Collections and archives

Primary collections supporting research include manuscript holdings, epigraphic corpora, and photographic archives drawn from Cambridge libraries and museums. Key resources are housed in the Cambridge University Library, the Fitzwilliam Museum, and college libraries that preserve Persian, Sanskrit, and vernacular manuscripts, as well as colonial-era records comparable to materials in the India Office Records and the National Archives of India. Special collections also contain correspondence related to figures such as Mahatma Gandhi, Jawaharlal Nehru, Muhammad Ali Jinnah, and literary papers of poets like Mirza Ghalib and Faiz Ahmad Faiz. Visual anthropology and film holdings include reels and ephemera connected to directors like Ritwik Ghatak and Satyajit Ray, while maps and charts document cartographic encounters involving the British East India Company and survey expeditions like the Great Trigonometrical Survey.

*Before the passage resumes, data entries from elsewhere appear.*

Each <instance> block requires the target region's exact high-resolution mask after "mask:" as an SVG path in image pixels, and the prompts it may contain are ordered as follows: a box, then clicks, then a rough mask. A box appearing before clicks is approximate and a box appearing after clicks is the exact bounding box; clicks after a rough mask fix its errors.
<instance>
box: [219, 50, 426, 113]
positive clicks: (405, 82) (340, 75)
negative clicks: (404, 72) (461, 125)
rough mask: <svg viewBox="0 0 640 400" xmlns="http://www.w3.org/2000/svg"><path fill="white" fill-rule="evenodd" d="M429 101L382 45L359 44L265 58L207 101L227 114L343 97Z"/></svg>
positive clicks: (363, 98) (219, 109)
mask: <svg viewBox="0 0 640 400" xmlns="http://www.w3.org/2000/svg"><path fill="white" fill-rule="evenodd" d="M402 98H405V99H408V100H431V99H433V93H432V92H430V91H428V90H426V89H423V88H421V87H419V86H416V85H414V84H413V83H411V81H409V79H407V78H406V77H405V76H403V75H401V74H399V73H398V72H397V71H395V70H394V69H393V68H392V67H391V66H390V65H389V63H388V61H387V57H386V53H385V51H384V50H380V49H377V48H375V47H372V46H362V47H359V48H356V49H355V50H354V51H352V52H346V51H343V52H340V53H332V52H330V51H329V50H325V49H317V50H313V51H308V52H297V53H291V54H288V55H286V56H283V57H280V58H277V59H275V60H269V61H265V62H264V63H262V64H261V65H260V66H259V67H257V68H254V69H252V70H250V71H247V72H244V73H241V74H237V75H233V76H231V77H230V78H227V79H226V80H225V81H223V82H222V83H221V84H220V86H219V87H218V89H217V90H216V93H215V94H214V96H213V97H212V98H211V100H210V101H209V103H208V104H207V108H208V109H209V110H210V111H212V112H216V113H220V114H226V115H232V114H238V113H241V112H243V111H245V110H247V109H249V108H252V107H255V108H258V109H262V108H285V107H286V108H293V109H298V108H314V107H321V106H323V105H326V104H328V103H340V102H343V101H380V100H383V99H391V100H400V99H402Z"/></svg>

Collaborations and partnerships

Collaborative networks extend across South Asian institutions, research councils, and cultural organisations. Cambridge partnerships include exchanges with the Indian Council of Historical Research, the Asiatic Society of Mumbai, the National Museum, New Delhi, and universities such as Jawaharlal Nehru University, University of Calcutta, University of Delhi, Aligarh Muslim University, University of Dhaka, and University of Colombo. International ties reach the School of Oriental and African Studies, the Paris Institute of Political Studies (Sciences Po), and North American centres like Harvard University and University of Chicago through joint symposia, digitisation projects with institutions like the Digital South Asia Library, and grant-funded initiatives from bodies including the Leverhulme Trust and the European Research Council.

Impact and legacy

The centre’s scholarship has influenced debates on nationalist historiography, postcolonial theory, and cultural heritage policy, shaping curricular models at colleges and influencing public humanities programming. Outputs have informed museum exhibitions on figures such as Tipu Sultan and Rani Lakshmibai, informed legal-historical discussions around land and agrarian movements including studies of the Bengal Famine of 1943, and contributed to documentary work on diasporic communities linked to cities such as London and Toronto. Alumni and affiliates have held positions across academia, diplomacy, journalism, and cultural institutions—situating Cambridge-linked South Asian studies within broader transnational networks of research, policy, and public engagement.